UFA has over the decades made an indelible mark on Germany’s dynamic TV market with its scripted programming, from its hit crime dramas to its long-running daily series.
The company’s UFA Serial Drama unit helped redraw German television over the past 25 years with its daily soaps.
UFA Serial Drama, previously known as GrundyUFA, launched its very first daily soap, “Gute Zeiten, schlechte Zeiten” (Good Times, Bad Times), also known as “GZSZ,” on RTL Television in 1992 and the series remains its most popular show to this day.
“With ‘GZSZ,’ we established the first daily series in the German television market,” says Joachim Kosack, UFA Serial Drama’s co-CEO. “We wrote television history, set trends and have repeatedly provoked discussion. To this day, ‘GZSZ’ captivates millions of viewers and with its outstanding market share of up to 25% in the target group of 14-to-49-year-olds, ‘GZSZ’ is one of the most successful formats on RTL.”
Indeed, the series quickly became a phenomena that led to a daily soap craze on all of Germany’s major broadcasters. UFA Serial Drama followed with RTL’s “Unter uns” and ARD’s “Verbotene Liebe.” Over the years the company has produced a slew of hit daily soaps and telenovelas, including ProSieben’s “Mallorca”; ZDF’s “Bianca – Wege zum Glück”; Sat.1’s “Verliebt in Berlin” – a local adaptation of Colombian format “Yo soy Betty, la fea” (Ugly Betty); ARD’s “Sophie – Braut wider Willen”; and RTL’s “Alles was zählt,” currently the lead-in to “GZSZ.”
UFA Serial Drama’s latest daily shows include RTL II’s “Sterne von Berlin – Die jungen Polizisten,” about a group of rookie cops who live and work together in the German capital, and Nickelodeon’s teen soap “Spotlight,” about the creative kids at the Berlin School of Arts.
Kosack attributes the success of UFA Serial Drama’s series to the company’s “outstanding, passionate teams and a perfect [balance] between consistency and development. The challenge is to keep reinventing stories and characters, to be bold, to go in new directions without losing sight of the brand essence.”

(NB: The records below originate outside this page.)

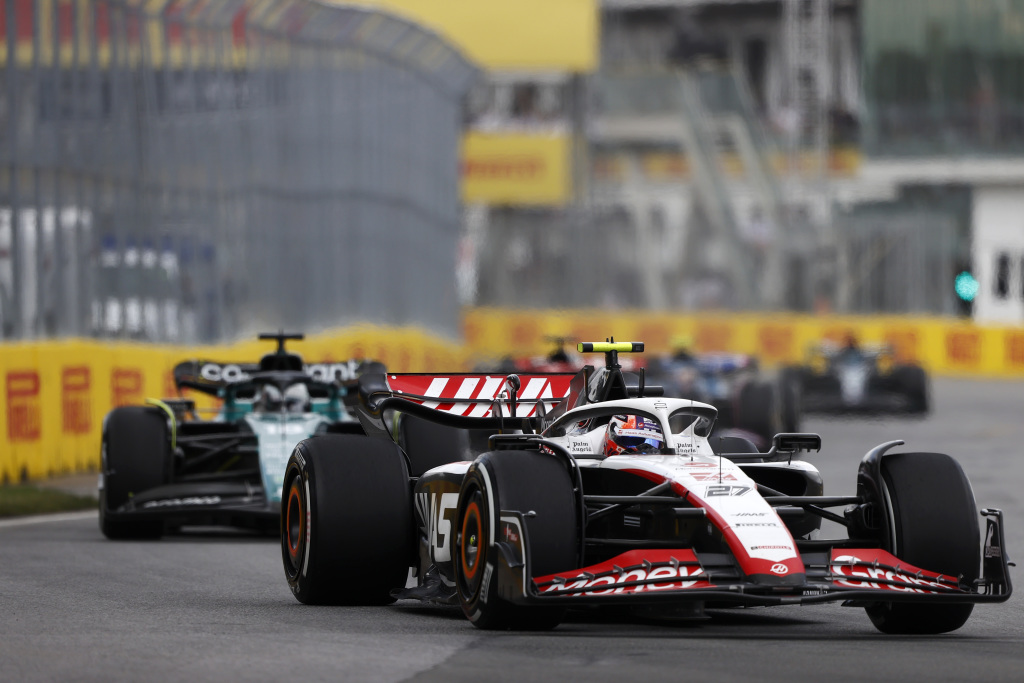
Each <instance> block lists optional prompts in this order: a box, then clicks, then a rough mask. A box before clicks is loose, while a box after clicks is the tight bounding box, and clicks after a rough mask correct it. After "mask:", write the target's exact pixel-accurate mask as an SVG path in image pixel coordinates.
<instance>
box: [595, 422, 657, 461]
mask: <svg viewBox="0 0 1024 683" xmlns="http://www.w3.org/2000/svg"><path fill="white" fill-rule="evenodd" d="M664 446H665V434H663V433H662V426H660V425H659V424H658V423H657V422H656V421H654V420H651V419H650V418H645V417H643V416H640V415H615V416H613V417H612V418H611V420H610V421H609V422H608V431H607V434H606V435H605V437H604V455H606V456H622V455H631V454H645V453H658V452H659V451H660V450H662V449H663V447H664Z"/></svg>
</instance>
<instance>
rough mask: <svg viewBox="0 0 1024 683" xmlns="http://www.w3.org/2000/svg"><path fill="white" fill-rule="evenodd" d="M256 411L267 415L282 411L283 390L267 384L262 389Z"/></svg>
mask: <svg viewBox="0 0 1024 683" xmlns="http://www.w3.org/2000/svg"><path fill="white" fill-rule="evenodd" d="M256 410H257V411H263V412H266V413H275V412H278V411H280V410H281V389H279V388H278V387H275V386H273V385H270V384H266V385H264V386H263V387H261V388H260V392H259V399H257V401H256Z"/></svg>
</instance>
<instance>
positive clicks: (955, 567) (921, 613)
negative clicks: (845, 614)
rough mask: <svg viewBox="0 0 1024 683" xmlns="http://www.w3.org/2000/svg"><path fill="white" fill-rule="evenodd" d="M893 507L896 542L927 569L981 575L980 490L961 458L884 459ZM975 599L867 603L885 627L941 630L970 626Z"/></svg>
mask: <svg viewBox="0 0 1024 683" xmlns="http://www.w3.org/2000/svg"><path fill="white" fill-rule="evenodd" d="M882 477H883V480H884V481H885V487H886V495H887V496H888V499H889V500H888V504H889V508H890V511H891V519H892V525H891V528H890V536H891V537H893V538H892V540H891V541H890V547H889V548H888V549H887V550H888V551H889V552H891V553H892V554H893V555H895V556H896V557H898V558H899V559H901V560H903V561H905V562H909V563H910V564H912V565H914V566H916V567H920V568H922V569H928V570H930V571H936V572H940V573H944V574H947V575H950V577H961V578H962V579H961V582H962V583H966V584H971V583H973V582H974V580H975V579H977V578H978V573H979V558H980V557H981V537H980V532H979V529H978V521H977V519H978V511H977V508H976V507H975V502H974V492H972V490H971V483H970V482H969V481H968V479H967V475H966V474H965V473H964V470H963V469H962V468H961V466H959V463H957V462H956V461H955V460H953V459H952V458H950V457H949V456H946V455H943V454H941V453H897V454H893V455H891V456H886V457H885V458H884V459H883V461H882ZM973 609H974V605H973V604H954V605H928V604H910V603H899V602H881V603H876V604H874V605H871V606H869V607H866V611H867V615H868V616H869V617H870V618H871V623H872V624H873V625H874V626H876V628H878V629H879V631H882V632H883V633H891V634H935V633H946V632H948V631H955V630H956V629H958V628H961V627H962V626H964V624H965V623H966V622H967V620H968V617H969V616H970V615H971V611H972V610H973Z"/></svg>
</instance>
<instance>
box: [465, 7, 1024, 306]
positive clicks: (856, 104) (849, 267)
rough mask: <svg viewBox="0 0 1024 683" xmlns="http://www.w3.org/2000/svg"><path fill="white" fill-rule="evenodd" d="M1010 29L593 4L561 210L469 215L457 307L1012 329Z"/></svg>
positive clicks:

In September RTL II also aired “Call the Boys,” a pilot for a potential new series about four friends who run a call-boy business for female clients.
Kosack says the company continues to work intensively on new, long-running daily series as well as weekly shows for primetime.
UFA Fiction, meanwhile, focuses on feature films and scripted TV fare, including movies, series and miniseries. The unit produces some of German television’s most watched crime procedurals, including “SOKO Leipzig”; “SOKO München”; ZDF’s “Bella Block”; and ARD’s “Donna Leon” (based on the Venice-set crime novels of American author Donna Leon featuring Commissario Guido Brunetti).